Some datasets such as transactional data have multiple rows for an instance.
Treat data points as dependent on each other.
Group by a categorical feature and calculate various statistics such as sum and mean (e.g., mean encoding).
To group by a numeric feature apply binning. Binning can be applied on both categorical and numerical data to make the model more robust and prevent overfitting, however, it has a cost to the performance.
For aggregating categorical features either:
Select the label with the highest frequency
Make a pivot table
Apply groupby operation after one-hot-transforming the feature.
Distance-based features
Perform a groupby operation on instance neighborhoods (not only geodesic).
More flexible but harder to implement:
(optional) Mean encode all variables to create a homogeneous feature space.
Calculate \(N\) nearest neighbors with some distance metric (e.g., Bray-Curtis).
Calculate various statistics based on the nearest \(K\) neighbors.
Examples:
Mean target of nearest 5, 10, 15, 500, 2000 neighbors
Mean distance to 10 closest neighbors (with target 0/1)
For pairs of text features calculate:
The number of matching words
Cosine distance between their TF-IDF vectors
Distance between their average word2vec vectors
Levenshtein distance
k-NN
K-nearest neighbors is a non-parametric method used for classification and regression.

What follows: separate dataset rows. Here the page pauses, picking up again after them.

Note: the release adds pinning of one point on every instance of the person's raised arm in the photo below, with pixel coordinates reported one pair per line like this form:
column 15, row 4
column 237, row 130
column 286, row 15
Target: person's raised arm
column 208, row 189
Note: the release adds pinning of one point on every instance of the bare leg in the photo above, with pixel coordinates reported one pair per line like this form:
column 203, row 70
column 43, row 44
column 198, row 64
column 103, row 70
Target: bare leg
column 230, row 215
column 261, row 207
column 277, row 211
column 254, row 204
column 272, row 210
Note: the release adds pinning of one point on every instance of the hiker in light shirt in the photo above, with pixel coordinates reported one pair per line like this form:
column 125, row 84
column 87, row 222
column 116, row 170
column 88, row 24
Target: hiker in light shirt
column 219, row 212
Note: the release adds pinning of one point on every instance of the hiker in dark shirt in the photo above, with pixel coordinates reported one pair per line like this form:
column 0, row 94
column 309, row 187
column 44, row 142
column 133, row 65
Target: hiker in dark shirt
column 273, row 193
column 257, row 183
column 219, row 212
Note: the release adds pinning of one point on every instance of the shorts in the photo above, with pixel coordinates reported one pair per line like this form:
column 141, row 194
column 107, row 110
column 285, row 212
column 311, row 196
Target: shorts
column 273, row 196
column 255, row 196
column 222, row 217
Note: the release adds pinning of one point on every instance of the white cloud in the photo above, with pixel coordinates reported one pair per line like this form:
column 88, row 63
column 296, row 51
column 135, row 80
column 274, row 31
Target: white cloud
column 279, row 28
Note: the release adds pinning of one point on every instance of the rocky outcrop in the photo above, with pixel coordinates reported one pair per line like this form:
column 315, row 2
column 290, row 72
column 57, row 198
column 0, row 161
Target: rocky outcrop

Although k-NN belongs to the family of ML algorithms, it does not learn anything.
k-NN is a type of instance-based learning, or lazy learning, where the function is only approximated locally and all computation is deferred until classification.
The algorithm searches for \(k\)-nearest training samples using a distance metric.
Regression: takes the average of the values.
Classification: classified by a plurality vote.
Larger values of \(k\) reduce noise but also make class boundaries less distinct.
Very simple to understand and equally easy to implement.
A non-parametric algorithm which means there are no assumptions to be met.
Given that it is a memory-based approach, it immediately adapts as new training data is collected.
Allows the algorithm to respond quickly to changes in the input during real-time use.
Works for multi-class problems without any extra efforts.
Can be used both for classification and regression problems.
Gives the user flexibility to choose the distance metric.
Cons
Its speed declines with the increase in the size of the dataset.
Suffers under curse of dimensionality: works only well for a small number of input variables.
For high-dimensional data, dimension reduction is usually performed.
Requires features to be scaled for certain distance criteria (e.g. Euclidean, Manhattan)
Doesn’t perform well on imbalanced data: a more frequent class tends to dominate the prediction.
The accuracy can be severely degraded by the presence of noisy or irrelevant features.
Select and scale features to improve classification.
Has no capability of dealing with missing values.
K-means
A very simple algorithm used in market segmentation, computer vision, and astronomy.
Performs division of objects into clusters that are “similar” inside and “dissimilar” outside.
k-means clustering aims to partition \(n\) observations into \(k\) clusters:
Select the number of clusters \(k\) that you think is the optimal number.
Initialize \(k\) points as “centroids” randomly within the data space.
Attribute each observation to its closest centroid.
Update the centroids to the center of all the attributed set of observations.
Repeat the previous steps a fixed number of times or until all of the centroids are stable.
One method for choosing a "good" \(k\) is Elbow method:
The centroid distance - the average distance between data points and cluster centroids - typically reaches some "elbow"; it stops decreasing at a sharp rate.
Matrix factorization is a generic approach for dimensionality reduction and feature extraction.
Useful as a dimensionality reduction technique:
Dimensionality reduction helps in filtering out not important features.
For example, for higher dimensions, clustering algorithms have a difficult time figuring out which features are the most important, resulting in noisier clusters.
Can provide additional diversity which is good for ensembles.
It is a lossy transformation which efficiency depends on the task and the number of latent factors.
The same transformation tricks as for linear models should be used.
The same parameters should be used throughout the dataset as it's a trainable transformation.
PCA (Principal Component Analysis) performs a linear mapping of the data to a lower-dimensional space in such a way that the variance of the data in the low-dimensional representation is maximized.
Features with low variance contribute less to the separation of objects.
For example, a constant feature means it doesn't have any distinguishing information.
Works by calculating the eigenvectors from the covariance matrix.
Creates components in the order of causing the most to least variance.
In practice, we would create as many components as possible and from them, choose the top \(N\) principal components that can explain 80-90% of the initial data dispersion (via the explained_variance_ratio)
We can then examine the makeup of each PCA component based on the weightings of the original features that are included in that component.